Br Dr Ananya Mandal, MD
According to researchers from the US, early breast cancers can be successfully treated with a new form of immune therapy instead of traditional chemotherapy. The details of the treatment and the case is published in the journal Nature Medicine.
Cancer cells. Image Credit: Jovan Vitanovski
In a landmark first case, Judy Perkins was diagnosed with breast cancer and given only three months to live. She was then treated with a pioneering therapy that involved injecting 90 billion immune cells that could target the cancer cells specifically. After two years, she still remains cancer-free.
The therapy that came from the US National Cancer Institute is still experimental but the team hopes that it sets stone to become a new form of effective therapy for all forms of cancers.
Judy, who lives in Florida had an aggressive form of advanced cancer where her major organs were getting involved and there was no scope for treatment with conventional methods such as a chemotherapy, surgery and radiation therapy. Her cancer had spread to her liver and there was a secondary tumour there.
Several other small tumours were seen all over her body including once in her chest. After she was started on this immune therapy, her tumours began to shrink. Within three weeks she could feel them shrinking and it was making her feel better. Over few weeks her scan showed reducing and shrinking tumours until they were gone and she was told she could be completely cured of her cancer.
The team of researchers called this new immune therapy a “living drug” that is made up of the patient’s own cells. Dr Steven Rosenberg, chief of surgery at the National Cancer Institute said that this was the most “personalized” form of medicine that there is.

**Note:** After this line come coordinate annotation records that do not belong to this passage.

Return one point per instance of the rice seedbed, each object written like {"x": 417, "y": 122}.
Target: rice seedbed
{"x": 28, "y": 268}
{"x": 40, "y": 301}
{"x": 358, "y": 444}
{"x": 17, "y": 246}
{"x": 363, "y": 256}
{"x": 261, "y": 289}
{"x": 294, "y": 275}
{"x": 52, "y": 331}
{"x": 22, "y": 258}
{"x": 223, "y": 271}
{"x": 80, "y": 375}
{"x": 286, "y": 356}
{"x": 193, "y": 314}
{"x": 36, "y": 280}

To make this therapy the team first tested the tumour genetically and looked at the different properties of the cancer that would make it a target of the immune system. In Judy’s case they would four targets that could be attacked with the drug among the 62 genetic abnormalities that were detected. Now the immune system could already be fighting a losing battle against the cancer.

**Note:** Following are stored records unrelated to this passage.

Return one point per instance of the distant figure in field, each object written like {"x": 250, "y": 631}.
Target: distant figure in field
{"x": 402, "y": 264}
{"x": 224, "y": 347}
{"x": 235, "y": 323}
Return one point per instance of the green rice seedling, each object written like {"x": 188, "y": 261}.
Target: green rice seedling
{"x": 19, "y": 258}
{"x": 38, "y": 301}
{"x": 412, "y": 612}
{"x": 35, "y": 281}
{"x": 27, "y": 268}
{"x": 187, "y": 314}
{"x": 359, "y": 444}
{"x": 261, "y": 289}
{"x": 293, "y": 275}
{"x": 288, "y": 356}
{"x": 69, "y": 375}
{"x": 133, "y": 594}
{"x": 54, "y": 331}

The soldiers or the white blood cells are now extracted and the ones that can specifically fight the cancer are identified and isolated. These are then grown in the labs in large quantities. The troops now being ready are 90 billion in numbers.

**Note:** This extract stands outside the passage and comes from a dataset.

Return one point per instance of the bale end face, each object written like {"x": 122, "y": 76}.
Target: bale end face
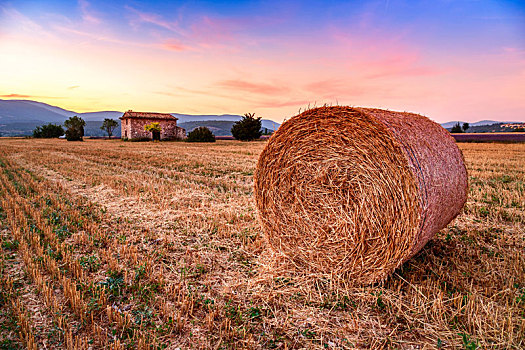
{"x": 338, "y": 193}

These are then injected back into the patient and she is given drugs that allow the immune system to go all out in attack mode. The cells go on to attack all the tumours and shrink them in size finally curing the 49 year old woman.
This is still in an experimental stage at present. Larger clinical trials would be necessary before it is a proven effective and safe therapy say the team. In fact several studies have shown that immunotherapy works well in some patients and tend to fail in many patients. Dr Rosenberg said if proven, it could be beneficial in almost any form of cancer.